Scouts make quick work in beach sweep
Jul 21, 2015 at 11:07 AM
The work was part of a larger effort — the Alliance for the Great Lakes’ annual September Adopt-a-Beach program, which is a scheduled three-hour work bee at beaches all around the Great Lakes. Another group, led by Will Beaton of Grand Haven, picked trash from the Grand Haven State Park beach on Saturday morning.
“We were doing service hours to gain rank in Boy Scouts,” said Troop 31 member Ben Poindexter, 16, of Grand Rapids.
Poindexter said he often visits the Grand Haven State Park beach in the summer. He and his fellow scouts found mostly discarded food wrappers and cigarette butts at the Ferrysburg beach.
“Not very pleasant,” Poindexter said as he held open his bag to show the trash.
Jamie Cross, the Adopt-a-Beach program manager for the Alliance for the Great Lakes, is not surprised. She says smoking debris is almost always the top category of trash found from the beaches.
Since 1991, about 70,000 volunteers have removed more than 164 tons of debris from Great Lakes shorelines during the Alliance for the Great Lakes annual September beach sweep. Work groups spread across four states on Saturday: Illinois, Indiana, Michigan and Wisconsin.
“Each year, this long-standing Great Lakes stewardship program draws thousands of volunteers to our shorelines to help clean them up,” Cross said. “Their involvement is a tribute to the Great Lakes, and to the sense of ownership and pride people in the region have for this prized natural resource.”
The end-of-summer event is in partnership with the Ocean Conservancy’s International Coastal Cleanup Day, the world’s largest shoreline cleanup with events taking place in more than 104 countries.
The North Beach Park cleanup was led by Ferrysburg City Councilman Dan Ruiter.
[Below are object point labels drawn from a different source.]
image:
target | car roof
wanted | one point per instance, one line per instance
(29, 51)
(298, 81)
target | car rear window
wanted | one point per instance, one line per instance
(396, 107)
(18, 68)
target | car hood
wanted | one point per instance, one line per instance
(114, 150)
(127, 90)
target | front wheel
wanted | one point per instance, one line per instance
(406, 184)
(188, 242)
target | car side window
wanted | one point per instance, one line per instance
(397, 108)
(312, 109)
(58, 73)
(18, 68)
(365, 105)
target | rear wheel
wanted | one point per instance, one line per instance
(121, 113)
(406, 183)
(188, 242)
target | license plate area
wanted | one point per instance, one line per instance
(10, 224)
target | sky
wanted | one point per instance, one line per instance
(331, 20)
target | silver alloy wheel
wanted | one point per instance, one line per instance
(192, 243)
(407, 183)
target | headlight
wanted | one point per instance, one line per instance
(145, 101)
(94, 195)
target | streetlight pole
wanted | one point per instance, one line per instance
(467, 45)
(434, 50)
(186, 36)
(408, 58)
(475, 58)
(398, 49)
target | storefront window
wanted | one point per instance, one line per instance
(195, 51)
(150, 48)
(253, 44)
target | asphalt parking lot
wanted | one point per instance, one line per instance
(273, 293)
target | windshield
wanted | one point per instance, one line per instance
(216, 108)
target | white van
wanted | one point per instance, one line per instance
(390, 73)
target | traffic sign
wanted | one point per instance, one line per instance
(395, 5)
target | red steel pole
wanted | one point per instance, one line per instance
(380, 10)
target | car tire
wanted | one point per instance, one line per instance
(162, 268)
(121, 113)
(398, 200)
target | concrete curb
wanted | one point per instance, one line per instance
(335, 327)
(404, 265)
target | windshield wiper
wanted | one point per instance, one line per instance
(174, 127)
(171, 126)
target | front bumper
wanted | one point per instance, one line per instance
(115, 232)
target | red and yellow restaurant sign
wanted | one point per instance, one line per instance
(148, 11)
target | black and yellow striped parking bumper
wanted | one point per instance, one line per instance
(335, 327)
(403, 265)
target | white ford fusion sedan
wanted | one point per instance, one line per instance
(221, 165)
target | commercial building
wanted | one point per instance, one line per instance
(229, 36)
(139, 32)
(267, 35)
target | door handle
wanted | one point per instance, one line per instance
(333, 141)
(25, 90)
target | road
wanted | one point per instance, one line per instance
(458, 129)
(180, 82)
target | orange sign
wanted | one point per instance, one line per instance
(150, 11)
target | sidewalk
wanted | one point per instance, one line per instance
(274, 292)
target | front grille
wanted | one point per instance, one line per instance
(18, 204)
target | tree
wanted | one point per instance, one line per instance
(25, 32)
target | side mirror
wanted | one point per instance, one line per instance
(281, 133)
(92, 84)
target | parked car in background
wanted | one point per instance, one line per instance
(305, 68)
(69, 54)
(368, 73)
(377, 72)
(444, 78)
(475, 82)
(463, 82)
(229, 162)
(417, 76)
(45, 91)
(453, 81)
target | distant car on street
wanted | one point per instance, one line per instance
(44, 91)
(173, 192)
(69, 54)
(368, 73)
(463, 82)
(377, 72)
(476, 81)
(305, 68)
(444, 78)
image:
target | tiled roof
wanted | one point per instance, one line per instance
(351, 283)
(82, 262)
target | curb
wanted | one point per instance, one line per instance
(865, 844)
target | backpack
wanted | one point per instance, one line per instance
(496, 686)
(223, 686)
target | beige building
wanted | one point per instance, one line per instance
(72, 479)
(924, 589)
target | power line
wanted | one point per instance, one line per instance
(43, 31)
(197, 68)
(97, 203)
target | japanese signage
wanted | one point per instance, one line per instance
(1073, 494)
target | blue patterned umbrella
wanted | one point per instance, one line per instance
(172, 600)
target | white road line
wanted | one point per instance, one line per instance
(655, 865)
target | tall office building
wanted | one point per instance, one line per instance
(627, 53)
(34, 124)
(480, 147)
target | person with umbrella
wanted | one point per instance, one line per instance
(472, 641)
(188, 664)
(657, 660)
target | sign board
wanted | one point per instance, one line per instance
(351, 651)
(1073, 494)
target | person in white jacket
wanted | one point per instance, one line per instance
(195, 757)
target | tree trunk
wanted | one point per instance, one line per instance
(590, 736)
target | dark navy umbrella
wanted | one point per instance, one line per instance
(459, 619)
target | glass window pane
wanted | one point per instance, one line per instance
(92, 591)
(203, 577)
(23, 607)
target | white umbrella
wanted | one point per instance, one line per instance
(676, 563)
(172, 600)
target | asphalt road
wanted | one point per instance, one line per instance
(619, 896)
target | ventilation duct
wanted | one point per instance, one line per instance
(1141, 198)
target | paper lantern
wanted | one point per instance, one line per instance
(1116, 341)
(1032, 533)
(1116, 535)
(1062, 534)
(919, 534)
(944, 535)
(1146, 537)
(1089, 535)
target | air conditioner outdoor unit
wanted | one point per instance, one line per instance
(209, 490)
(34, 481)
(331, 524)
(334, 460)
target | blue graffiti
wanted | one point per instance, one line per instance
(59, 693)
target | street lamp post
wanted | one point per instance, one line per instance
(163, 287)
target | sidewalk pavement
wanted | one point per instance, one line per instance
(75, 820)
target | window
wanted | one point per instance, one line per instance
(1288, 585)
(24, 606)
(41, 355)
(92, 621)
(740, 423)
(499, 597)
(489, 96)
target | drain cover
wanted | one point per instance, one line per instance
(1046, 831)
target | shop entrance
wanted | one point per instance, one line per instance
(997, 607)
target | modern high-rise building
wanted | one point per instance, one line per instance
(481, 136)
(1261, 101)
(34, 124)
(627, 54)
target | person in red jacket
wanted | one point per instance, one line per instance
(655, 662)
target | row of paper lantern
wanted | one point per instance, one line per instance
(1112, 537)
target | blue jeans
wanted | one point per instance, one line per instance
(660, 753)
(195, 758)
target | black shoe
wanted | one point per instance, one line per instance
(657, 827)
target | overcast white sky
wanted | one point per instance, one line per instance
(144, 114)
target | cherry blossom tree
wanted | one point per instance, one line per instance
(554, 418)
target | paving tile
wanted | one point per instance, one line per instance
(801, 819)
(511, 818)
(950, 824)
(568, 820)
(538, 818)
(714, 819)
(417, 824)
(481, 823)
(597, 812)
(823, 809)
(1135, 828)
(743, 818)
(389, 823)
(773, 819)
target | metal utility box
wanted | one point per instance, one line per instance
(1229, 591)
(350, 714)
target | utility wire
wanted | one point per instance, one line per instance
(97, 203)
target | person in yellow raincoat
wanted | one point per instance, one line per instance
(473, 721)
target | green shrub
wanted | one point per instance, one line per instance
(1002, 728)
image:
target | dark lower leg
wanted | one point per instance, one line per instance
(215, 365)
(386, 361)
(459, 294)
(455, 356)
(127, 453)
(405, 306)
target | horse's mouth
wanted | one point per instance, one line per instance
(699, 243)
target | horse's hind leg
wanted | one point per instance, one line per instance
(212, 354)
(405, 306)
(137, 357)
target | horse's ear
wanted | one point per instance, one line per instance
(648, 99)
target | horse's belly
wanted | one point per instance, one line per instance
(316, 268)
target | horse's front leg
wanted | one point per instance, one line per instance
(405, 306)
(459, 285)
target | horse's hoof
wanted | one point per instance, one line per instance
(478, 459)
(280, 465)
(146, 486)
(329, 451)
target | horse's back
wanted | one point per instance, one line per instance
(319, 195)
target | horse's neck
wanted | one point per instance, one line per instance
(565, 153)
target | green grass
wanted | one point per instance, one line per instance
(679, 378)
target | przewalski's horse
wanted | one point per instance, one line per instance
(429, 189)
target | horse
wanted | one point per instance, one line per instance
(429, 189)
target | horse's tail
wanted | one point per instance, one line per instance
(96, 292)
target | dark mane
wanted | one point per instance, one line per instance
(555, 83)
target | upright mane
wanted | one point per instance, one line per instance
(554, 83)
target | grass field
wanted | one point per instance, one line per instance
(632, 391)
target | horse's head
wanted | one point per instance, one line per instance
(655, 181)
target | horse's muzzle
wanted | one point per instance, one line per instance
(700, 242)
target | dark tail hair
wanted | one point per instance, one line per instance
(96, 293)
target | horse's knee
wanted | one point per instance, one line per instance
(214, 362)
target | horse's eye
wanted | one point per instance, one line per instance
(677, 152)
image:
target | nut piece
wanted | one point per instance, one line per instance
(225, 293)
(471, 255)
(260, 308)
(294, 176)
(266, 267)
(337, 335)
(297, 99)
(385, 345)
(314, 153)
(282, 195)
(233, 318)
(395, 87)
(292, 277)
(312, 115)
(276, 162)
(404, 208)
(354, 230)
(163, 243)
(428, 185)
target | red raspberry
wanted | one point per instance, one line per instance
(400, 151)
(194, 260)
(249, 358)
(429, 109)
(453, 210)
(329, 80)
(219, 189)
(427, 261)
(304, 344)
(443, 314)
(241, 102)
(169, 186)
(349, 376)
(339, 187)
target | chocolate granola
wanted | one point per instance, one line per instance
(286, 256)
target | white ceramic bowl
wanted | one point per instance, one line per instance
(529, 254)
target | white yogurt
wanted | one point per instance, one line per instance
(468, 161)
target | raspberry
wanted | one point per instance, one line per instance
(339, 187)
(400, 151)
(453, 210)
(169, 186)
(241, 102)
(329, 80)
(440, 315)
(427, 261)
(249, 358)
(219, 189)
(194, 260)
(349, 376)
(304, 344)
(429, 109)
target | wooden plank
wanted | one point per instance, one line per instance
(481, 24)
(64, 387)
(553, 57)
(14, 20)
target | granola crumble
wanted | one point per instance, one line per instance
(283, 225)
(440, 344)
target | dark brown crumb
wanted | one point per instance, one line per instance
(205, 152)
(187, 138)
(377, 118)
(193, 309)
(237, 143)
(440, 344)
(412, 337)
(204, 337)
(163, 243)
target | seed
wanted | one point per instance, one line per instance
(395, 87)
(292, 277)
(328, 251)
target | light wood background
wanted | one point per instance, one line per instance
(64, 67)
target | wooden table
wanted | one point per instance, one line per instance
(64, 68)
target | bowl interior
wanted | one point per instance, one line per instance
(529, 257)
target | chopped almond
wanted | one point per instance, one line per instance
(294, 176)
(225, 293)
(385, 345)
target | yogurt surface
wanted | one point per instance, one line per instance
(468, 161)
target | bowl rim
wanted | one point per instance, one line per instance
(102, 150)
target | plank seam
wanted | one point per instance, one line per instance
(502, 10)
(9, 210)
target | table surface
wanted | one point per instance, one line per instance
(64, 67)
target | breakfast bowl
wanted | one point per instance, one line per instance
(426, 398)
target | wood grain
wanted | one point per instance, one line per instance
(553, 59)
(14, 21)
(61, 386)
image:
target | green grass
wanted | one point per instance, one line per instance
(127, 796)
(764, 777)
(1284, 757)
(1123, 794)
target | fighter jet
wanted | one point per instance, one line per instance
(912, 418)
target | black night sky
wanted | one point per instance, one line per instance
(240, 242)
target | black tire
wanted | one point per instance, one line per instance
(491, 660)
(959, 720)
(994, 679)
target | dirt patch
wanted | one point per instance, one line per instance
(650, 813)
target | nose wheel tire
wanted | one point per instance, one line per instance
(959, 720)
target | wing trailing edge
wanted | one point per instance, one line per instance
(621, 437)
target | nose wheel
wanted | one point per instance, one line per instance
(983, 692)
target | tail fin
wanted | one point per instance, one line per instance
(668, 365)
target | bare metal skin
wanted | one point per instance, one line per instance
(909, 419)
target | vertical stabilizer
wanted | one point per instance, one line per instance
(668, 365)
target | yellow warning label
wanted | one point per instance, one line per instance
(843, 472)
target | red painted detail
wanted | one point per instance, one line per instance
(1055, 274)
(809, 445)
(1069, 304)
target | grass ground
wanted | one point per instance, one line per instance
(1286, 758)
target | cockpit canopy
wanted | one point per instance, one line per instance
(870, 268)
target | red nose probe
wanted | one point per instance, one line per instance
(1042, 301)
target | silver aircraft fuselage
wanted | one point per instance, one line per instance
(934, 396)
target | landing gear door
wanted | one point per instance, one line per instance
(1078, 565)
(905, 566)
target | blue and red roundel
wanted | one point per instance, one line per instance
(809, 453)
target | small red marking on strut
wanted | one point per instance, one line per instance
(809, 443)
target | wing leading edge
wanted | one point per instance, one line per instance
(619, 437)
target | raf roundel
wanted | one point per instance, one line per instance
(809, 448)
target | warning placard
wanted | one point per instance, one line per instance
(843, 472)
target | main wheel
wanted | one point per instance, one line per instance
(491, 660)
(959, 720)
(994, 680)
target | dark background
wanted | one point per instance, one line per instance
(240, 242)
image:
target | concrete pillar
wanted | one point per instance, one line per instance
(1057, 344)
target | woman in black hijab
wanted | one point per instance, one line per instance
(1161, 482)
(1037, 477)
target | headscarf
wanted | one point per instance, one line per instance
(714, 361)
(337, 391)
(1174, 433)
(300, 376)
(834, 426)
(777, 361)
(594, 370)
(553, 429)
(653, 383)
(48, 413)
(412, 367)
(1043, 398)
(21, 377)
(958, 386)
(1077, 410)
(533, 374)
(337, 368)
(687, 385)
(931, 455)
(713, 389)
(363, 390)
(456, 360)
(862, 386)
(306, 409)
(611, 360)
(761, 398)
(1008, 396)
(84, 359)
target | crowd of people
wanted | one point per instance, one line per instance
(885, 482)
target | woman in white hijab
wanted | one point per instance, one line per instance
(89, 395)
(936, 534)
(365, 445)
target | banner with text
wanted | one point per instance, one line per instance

“I’d say this is a bit cleaner beach than Grand Haven,” he said. “I don’t know when it was picked up last, but 40 pounds of trash — that’s a lot of stuff that’s laying around.”
Ruiter said he joined the Barefoot Wine-sponsored cleanup at Grand Haven State Park in July.
“That kind of got me into it,” he said Saturday morning. “Then they were looking for volunteers (for Saturday), so here I am.”
After sorting, counting and weighing the trash, Ruiter said he would take it all to a dumpster for disposal.